An In-Depth Guide to Testing Ethereum Smart Contracts

Part Seven: Stateful Testing

7 min readJul 23, 2020

This article is part of a series. If you haven’t yet, check out the previous articles:

Part One: Why we Test
Part Two: Core Concepts of Testing
Part Three: Writing Basic Tests
Part Four: Running Your Tests
Part Five: Tools and Techniques for Effective Testing
Part Six: Parametrization and Property-Based Testing
Part Seven: Stateful Testing

Stateful testing is a more advanced method of property-based testing used to test complex systems. In a stateful test you define a number of actions that can be combined together in different ways, and Hypothesis attempts to find a sequence of those actions that results in a failure. This is useful for testing complex contracts or contract-to-contract interactions where there are many possible states.

State Machines

At the core of each stateful test is a class referred to as a state machine. This class defines the initial test state, a number of actions outlining the structure that the test will execute in, and invariants that should not be violated during execution.

State machines are composed of the following components:

Rules

At the core of every state machine are one or more rules. Rules are class methods that are very similar to @given based tests; they receive values drawn from strategies and pass them to a user defined test function. The key difference is that where @given based tests run independently, rules can be chained together - a single stateful test run may involve multiple rule invocations, which may interact in various ways.

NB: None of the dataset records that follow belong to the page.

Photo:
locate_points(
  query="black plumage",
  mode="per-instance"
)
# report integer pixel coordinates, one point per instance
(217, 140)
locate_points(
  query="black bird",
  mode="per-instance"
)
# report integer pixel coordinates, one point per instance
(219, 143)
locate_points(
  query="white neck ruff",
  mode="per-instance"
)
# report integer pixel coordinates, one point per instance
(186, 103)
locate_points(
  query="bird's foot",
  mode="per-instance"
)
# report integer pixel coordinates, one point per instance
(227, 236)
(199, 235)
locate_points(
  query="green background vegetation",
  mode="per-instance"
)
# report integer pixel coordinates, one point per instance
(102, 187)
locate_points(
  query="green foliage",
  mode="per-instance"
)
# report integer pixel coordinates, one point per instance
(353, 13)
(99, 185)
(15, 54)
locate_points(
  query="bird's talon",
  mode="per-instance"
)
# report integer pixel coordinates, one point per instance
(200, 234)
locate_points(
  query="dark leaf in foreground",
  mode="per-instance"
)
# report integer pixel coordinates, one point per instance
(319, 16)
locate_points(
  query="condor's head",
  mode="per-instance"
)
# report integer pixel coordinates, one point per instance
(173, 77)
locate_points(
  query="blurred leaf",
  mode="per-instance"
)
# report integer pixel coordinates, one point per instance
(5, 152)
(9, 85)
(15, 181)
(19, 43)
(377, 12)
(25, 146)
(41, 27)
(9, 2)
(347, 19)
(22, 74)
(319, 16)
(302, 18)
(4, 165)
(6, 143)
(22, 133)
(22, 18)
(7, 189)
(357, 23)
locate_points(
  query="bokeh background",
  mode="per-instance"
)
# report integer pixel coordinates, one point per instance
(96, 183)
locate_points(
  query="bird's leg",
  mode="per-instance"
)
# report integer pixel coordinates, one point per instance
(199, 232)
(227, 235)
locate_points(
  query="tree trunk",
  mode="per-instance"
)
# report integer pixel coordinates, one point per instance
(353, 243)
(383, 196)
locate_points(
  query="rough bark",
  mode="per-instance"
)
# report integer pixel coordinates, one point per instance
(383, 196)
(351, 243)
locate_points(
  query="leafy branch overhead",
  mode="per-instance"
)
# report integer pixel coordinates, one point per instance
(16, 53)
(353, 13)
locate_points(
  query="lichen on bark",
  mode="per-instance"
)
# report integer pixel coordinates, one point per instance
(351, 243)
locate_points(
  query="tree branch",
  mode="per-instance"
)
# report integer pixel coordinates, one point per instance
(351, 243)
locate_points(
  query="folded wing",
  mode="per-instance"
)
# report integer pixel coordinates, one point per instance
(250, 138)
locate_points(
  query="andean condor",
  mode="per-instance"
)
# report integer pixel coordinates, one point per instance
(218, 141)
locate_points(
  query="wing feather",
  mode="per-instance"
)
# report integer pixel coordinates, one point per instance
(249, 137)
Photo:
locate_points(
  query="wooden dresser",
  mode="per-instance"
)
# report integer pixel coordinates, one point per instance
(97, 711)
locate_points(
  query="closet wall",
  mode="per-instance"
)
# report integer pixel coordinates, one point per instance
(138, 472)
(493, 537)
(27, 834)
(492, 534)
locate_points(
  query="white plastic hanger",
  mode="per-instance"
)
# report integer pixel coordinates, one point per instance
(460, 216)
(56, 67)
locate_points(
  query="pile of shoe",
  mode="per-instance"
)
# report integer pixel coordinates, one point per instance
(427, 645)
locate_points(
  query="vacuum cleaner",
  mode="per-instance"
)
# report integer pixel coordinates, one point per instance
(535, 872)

Any state machine method named rule or beginning with rule_ is treated as a rule:

class StateMachine:

    def rule_one(self):
        # performs a test action

    def rule_two(self):
        # performs another, different test action

Initializers

There is also a special type of rule known as an initializer. These are rules that are guaranteed to be executed at most one time at the beginning of a run (i.e. before any normal rule is called). They may be called in any order, or not at all, and the order will vary from run to run.

Any state machine method named initialize or beginning with initialize_ is treated as an initializer.

class StateMachine:

    def initialize(self):
        # this method may or may not be called prior to rule_one

    def rule_one(self):
        # once this method is called, initialize will not be
        # called during the test run

Strategies

A state machine should contain one or more strategies, in order to provide data to it’s rules.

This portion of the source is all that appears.